Software patents aren't an issue in much of the world; the reason I thought there wasn't much of a career in codec development was that it was obvious that it needed to move down into custom ASICs to be power-efficient, at which point you can no longer develop new ones until people replace all their hardware.

rowanG077 8 days ago | parent | next [-]

Software patents aren't an issue in most of the world. Codecs however are used all over the world. No one is going to use a codec that is illegal to use in the US and EU.

astrange 8 days ago | parent [-]

EU would be one of the places that doesn't have software patents, which is why VLC is based there.

rowanG077 8 days ago | parent [-]

It's not that simple.
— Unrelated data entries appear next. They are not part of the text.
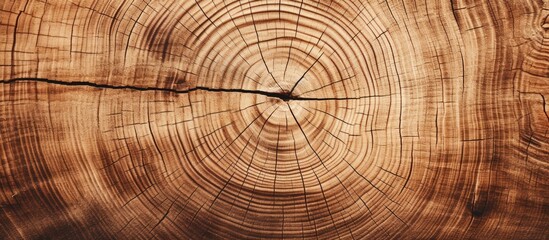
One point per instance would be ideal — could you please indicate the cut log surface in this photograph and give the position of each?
(224, 119)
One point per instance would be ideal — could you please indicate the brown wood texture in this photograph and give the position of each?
(225, 119)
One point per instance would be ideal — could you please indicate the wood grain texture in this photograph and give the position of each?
(224, 119)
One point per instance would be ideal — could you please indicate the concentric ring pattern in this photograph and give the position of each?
(273, 119)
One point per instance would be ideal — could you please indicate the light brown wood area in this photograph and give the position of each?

Software patents exists in the EU, the requirements are much more strict though. For example Netflix was ordered to cease their use of H265 in germany: https://www.nexttv.com/news/achtung-baby-netflix-loses-paten...

dylan604 8 days ago | parent | prev [-]

By the time software is robust enough to make it worth while to be placed into hardware, it's pretty damn efficient. For something like ASICs, you could at least upgrade the firmware with new code, but what about Apple's chips that do the decoding? Can they be upgraded, or does that mean needing to wait for the M++ chip?

astrange 8 days ago | parent | next [-]

The encoder side can be upgraded, but typically decoding isn't flexible enough to add an entirely new codec to it.

Of course, you can design it to be as flexible as you want; but at one end of that you just have a regular CPU again.

TheTon 8 days ago | parent | prev [-]

Typically you wait for the new chip.

Sometimes there are hybrid coders that can use some of the resources on the chip and some shader code to handle new codecs or codec features after the fact, but you pay a power and performance penalty to use these.